Miller was also a strong proponent of the university's Florida Gators intercollegiate sports program. He prompted the hiring of a new head coach to revive the moribund Florida Gators football team, advocated the expansion of the university's football stadium, Florida Field, and supported other steps to place the University Athletic Association on a stronger financial footing.

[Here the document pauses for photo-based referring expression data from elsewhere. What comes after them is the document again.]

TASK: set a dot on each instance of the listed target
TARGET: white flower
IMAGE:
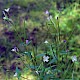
(74, 58)
(46, 42)
(45, 58)
(7, 10)
(46, 12)
(15, 74)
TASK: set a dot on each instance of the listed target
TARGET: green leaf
(18, 73)
(40, 55)
(52, 61)
(28, 54)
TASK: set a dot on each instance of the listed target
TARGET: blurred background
(31, 16)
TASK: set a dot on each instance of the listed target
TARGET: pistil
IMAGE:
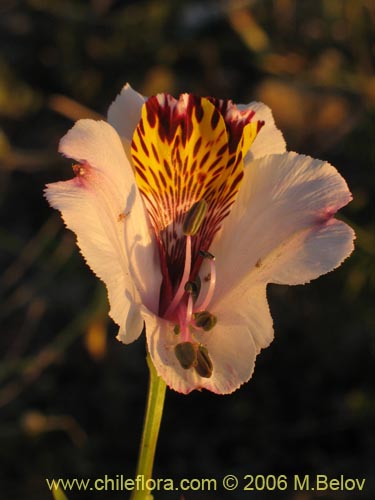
(211, 287)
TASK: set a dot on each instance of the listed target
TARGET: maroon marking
(202, 177)
(193, 166)
(155, 153)
(162, 178)
(260, 125)
(197, 146)
(144, 147)
(167, 169)
(222, 150)
(198, 108)
(215, 119)
(141, 174)
(204, 159)
(151, 116)
(236, 181)
(213, 165)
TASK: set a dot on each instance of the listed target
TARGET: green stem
(154, 412)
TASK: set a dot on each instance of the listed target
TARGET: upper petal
(285, 204)
(125, 112)
(103, 207)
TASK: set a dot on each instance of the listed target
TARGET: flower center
(188, 162)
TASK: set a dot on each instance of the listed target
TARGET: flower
(186, 209)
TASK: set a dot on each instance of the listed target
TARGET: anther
(205, 320)
(194, 218)
(186, 353)
(203, 365)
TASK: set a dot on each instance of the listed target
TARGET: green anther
(194, 218)
(205, 320)
(186, 353)
(204, 365)
(206, 255)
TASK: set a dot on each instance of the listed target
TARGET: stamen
(185, 277)
(194, 218)
(211, 286)
(203, 364)
(205, 320)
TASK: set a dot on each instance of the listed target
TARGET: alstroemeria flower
(186, 208)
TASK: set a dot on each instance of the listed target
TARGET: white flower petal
(232, 344)
(269, 140)
(103, 207)
(282, 197)
(125, 112)
(311, 253)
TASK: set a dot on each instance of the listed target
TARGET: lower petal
(232, 345)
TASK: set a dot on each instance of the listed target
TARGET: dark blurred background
(71, 396)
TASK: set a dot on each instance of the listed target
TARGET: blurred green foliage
(71, 396)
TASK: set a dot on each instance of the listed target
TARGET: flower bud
(194, 218)
(204, 365)
(205, 320)
(186, 353)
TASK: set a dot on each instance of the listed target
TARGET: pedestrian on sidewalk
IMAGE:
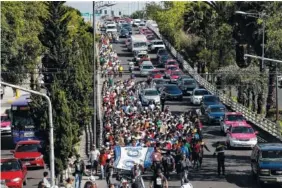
(94, 156)
(80, 167)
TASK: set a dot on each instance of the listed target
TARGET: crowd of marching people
(177, 138)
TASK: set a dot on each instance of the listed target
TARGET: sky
(126, 7)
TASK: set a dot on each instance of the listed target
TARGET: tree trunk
(270, 104)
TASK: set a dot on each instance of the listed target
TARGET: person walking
(94, 156)
(79, 169)
(220, 153)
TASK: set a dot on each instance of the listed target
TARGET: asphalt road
(238, 171)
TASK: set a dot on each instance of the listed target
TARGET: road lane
(238, 171)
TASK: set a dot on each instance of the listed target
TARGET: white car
(155, 45)
(197, 96)
(150, 94)
(146, 68)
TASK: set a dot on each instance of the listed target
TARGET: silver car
(149, 94)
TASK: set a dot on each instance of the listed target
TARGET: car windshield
(235, 118)
(151, 92)
(163, 52)
(218, 109)
(201, 92)
(211, 99)
(247, 130)
(28, 148)
(4, 118)
(9, 166)
(189, 82)
(272, 154)
(140, 44)
(148, 67)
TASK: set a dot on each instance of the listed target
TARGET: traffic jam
(141, 97)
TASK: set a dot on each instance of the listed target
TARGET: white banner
(126, 156)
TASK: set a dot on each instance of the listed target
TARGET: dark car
(266, 163)
(171, 92)
(209, 100)
(187, 85)
(123, 33)
(161, 52)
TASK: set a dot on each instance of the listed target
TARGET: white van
(138, 43)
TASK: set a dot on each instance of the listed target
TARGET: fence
(263, 123)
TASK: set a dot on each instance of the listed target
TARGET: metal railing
(261, 122)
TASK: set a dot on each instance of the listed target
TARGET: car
(159, 83)
(5, 124)
(214, 113)
(175, 75)
(187, 85)
(241, 136)
(123, 33)
(156, 74)
(266, 164)
(208, 100)
(171, 62)
(197, 95)
(161, 52)
(162, 60)
(13, 173)
(232, 118)
(169, 70)
(155, 45)
(149, 94)
(146, 67)
(171, 92)
(30, 152)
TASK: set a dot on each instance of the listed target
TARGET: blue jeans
(78, 178)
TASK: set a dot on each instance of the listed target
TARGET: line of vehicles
(168, 79)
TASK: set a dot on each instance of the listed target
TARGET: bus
(23, 127)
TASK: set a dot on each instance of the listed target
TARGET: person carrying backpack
(168, 164)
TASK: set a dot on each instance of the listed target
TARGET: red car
(155, 74)
(5, 124)
(169, 70)
(30, 153)
(171, 62)
(13, 173)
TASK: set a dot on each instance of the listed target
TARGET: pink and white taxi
(231, 118)
(241, 136)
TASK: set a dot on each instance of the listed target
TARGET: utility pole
(276, 72)
(51, 131)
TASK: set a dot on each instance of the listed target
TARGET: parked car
(5, 124)
(146, 68)
(208, 100)
(159, 83)
(169, 70)
(232, 118)
(197, 96)
(175, 75)
(150, 94)
(155, 45)
(171, 92)
(241, 136)
(13, 173)
(266, 163)
(187, 85)
(30, 152)
(214, 113)
(161, 52)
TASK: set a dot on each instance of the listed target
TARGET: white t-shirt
(94, 155)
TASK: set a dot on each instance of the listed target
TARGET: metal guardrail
(261, 122)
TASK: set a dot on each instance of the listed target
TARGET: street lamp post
(51, 131)
(276, 86)
(258, 15)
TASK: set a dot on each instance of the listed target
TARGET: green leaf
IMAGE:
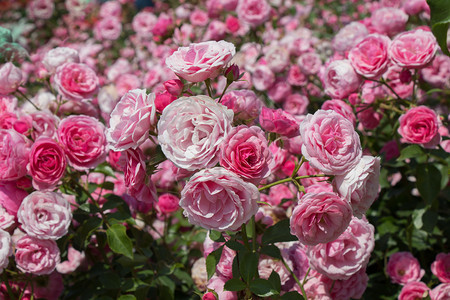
(234, 285)
(118, 240)
(428, 182)
(440, 20)
(280, 232)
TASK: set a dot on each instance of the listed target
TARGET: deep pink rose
(346, 255)
(218, 199)
(14, 149)
(369, 57)
(47, 163)
(419, 125)
(84, 141)
(191, 130)
(245, 151)
(360, 186)
(330, 143)
(441, 267)
(320, 218)
(413, 49)
(201, 61)
(10, 78)
(403, 267)
(340, 79)
(35, 256)
(76, 81)
(131, 120)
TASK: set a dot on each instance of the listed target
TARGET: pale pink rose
(360, 186)
(403, 267)
(346, 255)
(6, 249)
(441, 292)
(340, 79)
(40, 9)
(76, 81)
(84, 141)
(14, 149)
(45, 215)
(320, 218)
(218, 199)
(369, 57)
(131, 120)
(441, 267)
(10, 78)
(279, 121)
(414, 290)
(74, 259)
(389, 20)
(419, 125)
(253, 12)
(330, 143)
(59, 56)
(413, 49)
(245, 151)
(191, 130)
(35, 256)
(201, 61)
(47, 163)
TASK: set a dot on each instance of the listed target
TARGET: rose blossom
(76, 81)
(131, 120)
(340, 79)
(403, 267)
(419, 125)
(360, 186)
(84, 141)
(201, 61)
(413, 49)
(245, 151)
(320, 218)
(218, 199)
(441, 267)
(10, 78)
(191, 130)
(330, 143)
(45, 215)
(369, 57)
(36, 256)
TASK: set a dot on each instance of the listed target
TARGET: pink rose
(346, 255)
(245, 151)
(191, 130)
(340, 79)
(201, 61)
(441, 267)
(414, 290)
(253, 12)
(218, 199)
(10, 78)
(330, 143)
(45, 215)
(419, 125)
(76, 81)
(35, 256)
(320, 218)
(403, 267)
(14, 149)
(369, 57)
(360, 186)
(279, 121)
(131, 120)
(84, 141)
(413, 49)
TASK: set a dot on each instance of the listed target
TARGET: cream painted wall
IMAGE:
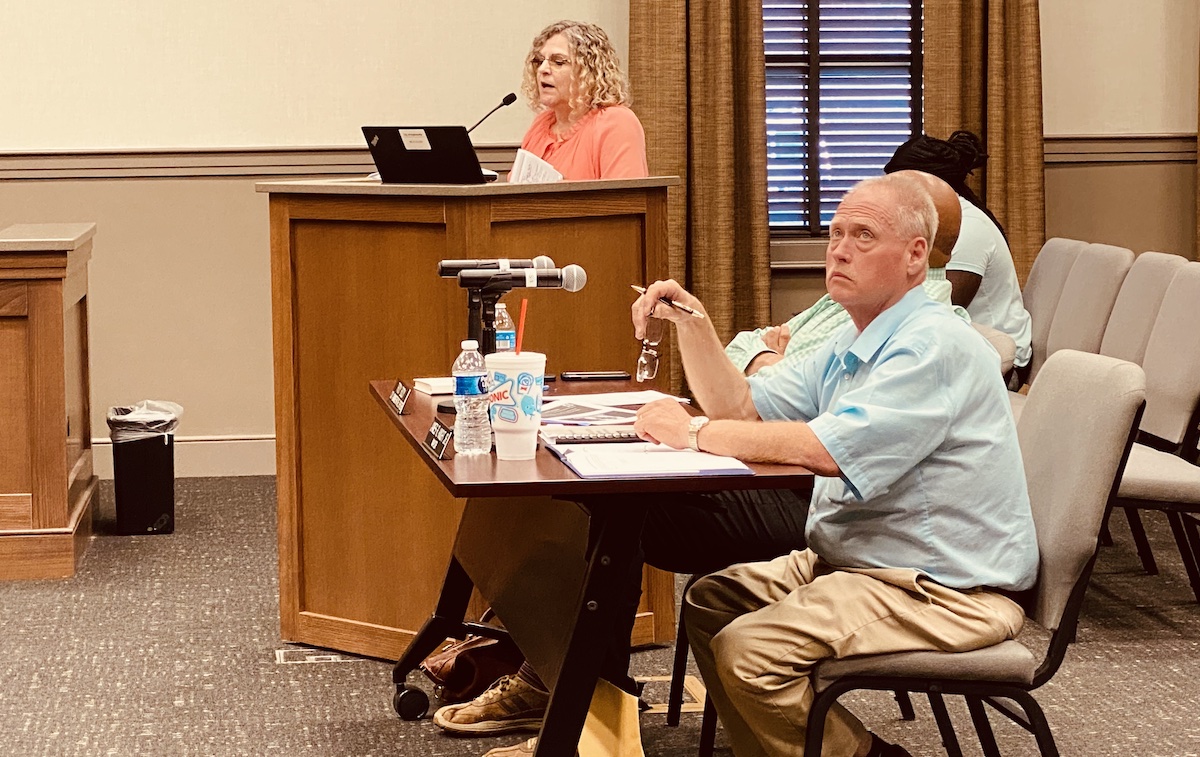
(180, 280)
(1120, 66)
(222, 73)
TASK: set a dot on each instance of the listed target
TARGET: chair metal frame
(1181, 516)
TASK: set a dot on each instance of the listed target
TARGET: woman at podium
(583, 128)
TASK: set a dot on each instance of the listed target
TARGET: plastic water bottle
(472, 428)
(505, 330)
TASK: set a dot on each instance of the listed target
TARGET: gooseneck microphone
(570, 277)
(511, 97)
(449, 269)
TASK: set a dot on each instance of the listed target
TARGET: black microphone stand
(481, 313)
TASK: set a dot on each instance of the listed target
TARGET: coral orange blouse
(607, 143)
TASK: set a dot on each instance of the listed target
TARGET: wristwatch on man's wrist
(694, 427)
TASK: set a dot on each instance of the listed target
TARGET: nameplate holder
(399, 397)
(438, 439)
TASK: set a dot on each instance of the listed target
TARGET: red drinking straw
(525, 305)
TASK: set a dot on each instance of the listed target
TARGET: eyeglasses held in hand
(648, 361)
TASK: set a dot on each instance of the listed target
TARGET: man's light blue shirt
(916, 415)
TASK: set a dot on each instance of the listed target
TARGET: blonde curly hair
(599, 82)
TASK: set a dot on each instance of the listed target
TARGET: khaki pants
(759, 629)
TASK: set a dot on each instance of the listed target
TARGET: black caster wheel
(409, 703)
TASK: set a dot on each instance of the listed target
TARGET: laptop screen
(424, 154)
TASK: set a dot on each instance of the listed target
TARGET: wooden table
(559, 637)
(355, 296)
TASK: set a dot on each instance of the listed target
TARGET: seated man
(981, 269)
(919, 523)
(687, 535)
(772, 349)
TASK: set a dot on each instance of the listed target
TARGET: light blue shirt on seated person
(916, 415)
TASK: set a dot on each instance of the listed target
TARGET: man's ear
(917, 256)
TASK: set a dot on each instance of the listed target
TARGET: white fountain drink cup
(515, 402)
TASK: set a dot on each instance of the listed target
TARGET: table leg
(445, 622)
(615, 546)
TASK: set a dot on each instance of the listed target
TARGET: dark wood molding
(208, 163)
(1121, 149)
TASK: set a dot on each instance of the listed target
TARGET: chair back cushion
(1087, 299)
(1043, 289)
(1073, 433)
(1137, 307)
(1173, 359)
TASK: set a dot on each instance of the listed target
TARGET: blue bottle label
(471, 385)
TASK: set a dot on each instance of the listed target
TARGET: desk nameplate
(438, 439)
(399, 396)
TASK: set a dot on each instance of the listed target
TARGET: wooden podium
(47, 486)
(365, 529)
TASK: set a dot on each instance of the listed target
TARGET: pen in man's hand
(671, 302)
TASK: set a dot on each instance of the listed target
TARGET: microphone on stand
(570, 277)
(449, 269)
(508, 101)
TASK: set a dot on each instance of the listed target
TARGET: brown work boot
(508, 704)
(525, 749)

Miller presided over the University of Florida's centennial celebration in 1953, recognizing the one-hundredth anniversary of the founding of the university's oldest predecessor institution, the East Florida Seminary. As part of the centennial, the university began construction of Century Tower, the iconic landmark of the Gainesville campus.
Death and legacy
Miller died on November 14, 1953. He was 54 years old. He had felt unwell for several days before the Florida–Georgia football game, and decided not attend the game in Jacksonville. While watching the game on television, Miller experienced physical illness and was taken to the hospital. He died seven days later of rheumatic heart disease. Miller was survived by his wife, Nell Critzer Miller, and their two sons, including J. Hillis Miller, Jr., who became a prominent American professor of English literature. On the day of his on-campus funeral service, the university canceled classes and closed all university offices, and over 10,000 people attended the funeral, including the acting governor, the governor-elect, three former governors, the state board of education and all members of the Board of Control under whom Miller had served. He was eulogized as a national education leader who greatly enhanced the University of Florida's recognition and national reputation.
In recognition of Miller's efforts as president of the University of Florida and his success in advocating, planning and funding the new medical school and other health-related colleges, the university named the new J. Hillis Miller Health Science Center in his memory in October 1956. The College of Medicine, whose planning and development was Miller's major accomplishment as president, opened in 1956 and graduated its first students in 1960. The College of Nursing also held its first classes in 1956, the College of Public Health and the Shands Teaching Hospital opened in 1958. Today, the Miller Health Science Center encompasses six separate academic colleges and enrolls over 6,000 undergraduate, graduate and professional students.